- What is the difference between Early English Books Online (EEBO) and EEBO-TCP?
- What is the difference between EEBO-TCP Phase I and Phase II?
- How much will it cost my library to join EEBO-TCP?
- How much does it cost to key and encode a single EEBO-TCP text?
- When will the texts be freely available?
- Why would I buy something that isn’t even finished yet?
- Why would I buy something that is going to become freely available?
- I’m not affiliated with an institution (or my institution doesn’t have EEBO or TCP), but I would be willing to pay for access to these texts. Do you have individual partnerships?
- Why don’t you use OCR?
- A work that I am interested in hasn’t been converted yet. When will you do it?
- Why does TCP only include one edition of a work?
- I found an error in a transcription.
What is the difference between Early English Books Online (EEBO) and EEBO-TCP?

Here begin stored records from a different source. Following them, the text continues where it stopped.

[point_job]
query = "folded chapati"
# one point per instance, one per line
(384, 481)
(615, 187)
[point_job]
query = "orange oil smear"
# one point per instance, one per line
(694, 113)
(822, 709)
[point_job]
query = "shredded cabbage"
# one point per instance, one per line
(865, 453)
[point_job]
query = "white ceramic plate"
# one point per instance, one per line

Simply put, EEBO is a commercial product published by ProQuest LLC, and available to libraries for purchase or license. EEBO-TCP is a project based at the University of Michigan and Oxford, and supported by more than 150 libraries around the world.

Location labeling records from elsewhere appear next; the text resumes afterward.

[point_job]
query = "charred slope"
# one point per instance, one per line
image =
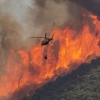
(81, 84)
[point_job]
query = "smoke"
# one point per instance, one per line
(93, 6)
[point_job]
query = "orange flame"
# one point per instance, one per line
(25, 68)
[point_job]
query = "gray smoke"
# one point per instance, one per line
(21, 19)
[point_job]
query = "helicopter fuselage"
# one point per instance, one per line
(46, 41)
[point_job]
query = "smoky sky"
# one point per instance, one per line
(21, 19)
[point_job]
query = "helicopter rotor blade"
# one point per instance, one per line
(36, 37)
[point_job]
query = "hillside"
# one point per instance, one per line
(82, 84)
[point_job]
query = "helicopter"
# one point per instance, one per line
(46, 39)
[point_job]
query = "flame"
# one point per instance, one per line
(25, 68)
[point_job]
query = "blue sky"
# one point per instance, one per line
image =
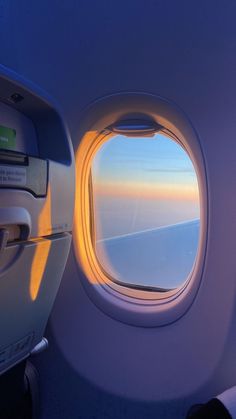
(142, 183)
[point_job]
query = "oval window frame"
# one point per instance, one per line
(127, 304)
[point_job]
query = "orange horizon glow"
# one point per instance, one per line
(168, 192)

EEBO consists of the complete digitized page images and bibliographic metadata (catalog records) for more than 125,000 early English books listed in Pollard & Redgrave’s Short-Title Catalogue (1475-1640) and Wing’s Short-Title Catalogue (1641-1700) and their revised editions, as well as the Thomason Tracts (1640-1661) collection and the Early English Books Tract Supplement. With EEBO alone, you can search for a book based on the information in the catalog record and you can flip through or download page images in TIFF or PDF format. With EEBO alone, it is not possible to search the full text of a book or to read a modern-type transcription of the text.
EEBO-TCP captures the full text of each unique work in EEBO. This is done by manually keying the full text of each work and adding markup to indicate the structure of the text (chapter divisions, tables, lists, etc.). The result is an accurate transcription of each work, which can be fully searched, or used as the basis of a new project. To date, EEBO-TCP has produced more than 40,000 texts. The EEBO-TCP text files are delivered back to ProQuest and indexed in EEBO, so users at partner libraries can seamlessly perform full text searches and view transcriptions right within the EEBO platform, although the texts can also be accessed in other ways. EEBO-TCP is administered by the University of Michigan Library, with teams of editors at Michigan and Oxford.
What is the difference between EEBO-TCP Phase I and Phase II?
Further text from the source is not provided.